Analysis of constraints and measures planned to overcome them

 

  • Poor institutional capacity of organizations:  Support, linking organizations with mentoring organizations as well as monitor and evaluate services
  • Non accessibility of services in the rural areas:  Strengthening and expansion of   services to rural areas and even considering funding a vehicle for organizations working in these areas to ensure coverage over large area by one organization.
  • Budget constraints deterring the implementation of minimum norms and standards: Identification and strengthening Organizations already rendering services, Establishing partnerships with existing funders of  programmes.
  • Poor  coordination and integration of targeted services: Facilitate coordination and collaboration with  stakeholders
  • Unavailability of the Accredited HCBC Training Service Provider in the Province. The Unit will facilitate fast-tracking of the accreditation process for Service Providers and advocate for the transfer of skills, and encourage consortiums, collaborations and cooperation amongst the service providers, also with external Service Providers.

 

 

Description of planned quality improvement measures

 

  • Implement the National HCBC Norms and standards as well as the HCBC M & E framework
  • Implement data verification and evaluate client satisfaction for HCBC/OVC /IEC services
  • Standardise OVC programmes to ensure a minimum basket of service by each organization.
  • Implement programme and not only stipend funding.
  • Use research and survey results as well as reports
  • to ensure targeted and evidence based programmes and campaigns.
  • Structure services to ensure focus on social aspects of HIV
  • District coordinators to have structured support, monitoring and evaluation visits to organizations
  • Accredited training and encouragement for ABET


Resource consideration

  • Funding of additional HCBC organizations in John Taolo Gaetsewe , Siyanda and Pixley ka Seme Districts.
  • 3 Vehicles (1 each in John Taolo Gaetsewe , Siyanda and Namaqua Districts).
  • Organizational capacity building including mentoring.
  • Care for caregiver (debriefing and support service for caregivers)
  • Standard minimum package of service for OVC by all organizations (Cooked meals, uniforms, play and recreation equipment etc)
  • Children and teenage camps for behavior change programmes
  • Auditing of financial statements


Risk Management

  • Partner with already funded organizations.
  • Partner with Other Funders eg EU, PEPFAR, Corporate sector etc to advocate for the funding of most necessary programme aspects.
  • Strengthen existing partnership with mentoring organizations so as to access free services for organizations.
  • Partner with Christian churches that provide cooked meals and food parcels to ensure referral and access.
  • Take full advantage of USAID funded Care for Caregivers Project planned for rollout in next 5 years.

Goal

To reduce the incidence and minimize the pshyco-social impact of HIV/AIDS

Outcome

A Long and Healthy Life for All South Africans

Strategic Objective

Prevention, intervention and support services to affected and vulnerable groupings.

Objective statement

To expand access to HIV prevention, intervention and support programmes by increasing funded projects  to 45 by 2014.

Baseline

42

Justification

Organizations implementing prevention, intervention and support programmes are mainly serving Frances Baard (Kimberley area).

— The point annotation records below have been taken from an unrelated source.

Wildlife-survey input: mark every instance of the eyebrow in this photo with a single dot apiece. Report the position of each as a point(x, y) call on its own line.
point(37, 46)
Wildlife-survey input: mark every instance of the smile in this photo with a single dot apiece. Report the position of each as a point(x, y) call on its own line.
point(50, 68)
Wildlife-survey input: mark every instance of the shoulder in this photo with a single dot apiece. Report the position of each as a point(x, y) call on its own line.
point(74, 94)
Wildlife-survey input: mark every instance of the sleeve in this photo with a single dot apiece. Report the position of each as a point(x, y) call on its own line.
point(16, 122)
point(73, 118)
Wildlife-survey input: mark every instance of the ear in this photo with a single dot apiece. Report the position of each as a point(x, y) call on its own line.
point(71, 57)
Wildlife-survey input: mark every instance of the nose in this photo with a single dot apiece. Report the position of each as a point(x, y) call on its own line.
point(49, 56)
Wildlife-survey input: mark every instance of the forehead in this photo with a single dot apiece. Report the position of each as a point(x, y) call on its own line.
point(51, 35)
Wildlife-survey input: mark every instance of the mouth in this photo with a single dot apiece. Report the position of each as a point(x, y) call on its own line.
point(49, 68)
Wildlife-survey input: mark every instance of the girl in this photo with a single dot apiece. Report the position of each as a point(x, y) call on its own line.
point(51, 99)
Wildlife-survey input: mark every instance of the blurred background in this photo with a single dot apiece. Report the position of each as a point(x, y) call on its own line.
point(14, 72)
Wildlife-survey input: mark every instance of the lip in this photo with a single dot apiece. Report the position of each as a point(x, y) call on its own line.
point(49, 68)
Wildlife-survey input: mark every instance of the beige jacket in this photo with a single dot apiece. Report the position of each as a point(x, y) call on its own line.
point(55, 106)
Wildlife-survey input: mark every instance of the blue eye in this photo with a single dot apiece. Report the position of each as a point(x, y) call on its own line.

Orphans, child headed households, seasonal workers and their families experiencing increased vulnerability to HIV & AIDS are concentrated in John Taolo Gaetsewe, Siyanda and Namaqua districts. These districts do not have enough funded NPOs to provide prevention, intervention and support programmes.

Links

Organizations implementing prevention, intervention and support programmes are mainly serving Frances Baard (Kimberley area). Orphans, child headed households, seasonal workers and their families experiencing increased vulnerability to HIV & AIDS are concentrated in John Taolo Gaetsewe, Siyanda and Namaqua districts. These districts do not have enough funded NPOs to provide prevention, intervention and support programmes.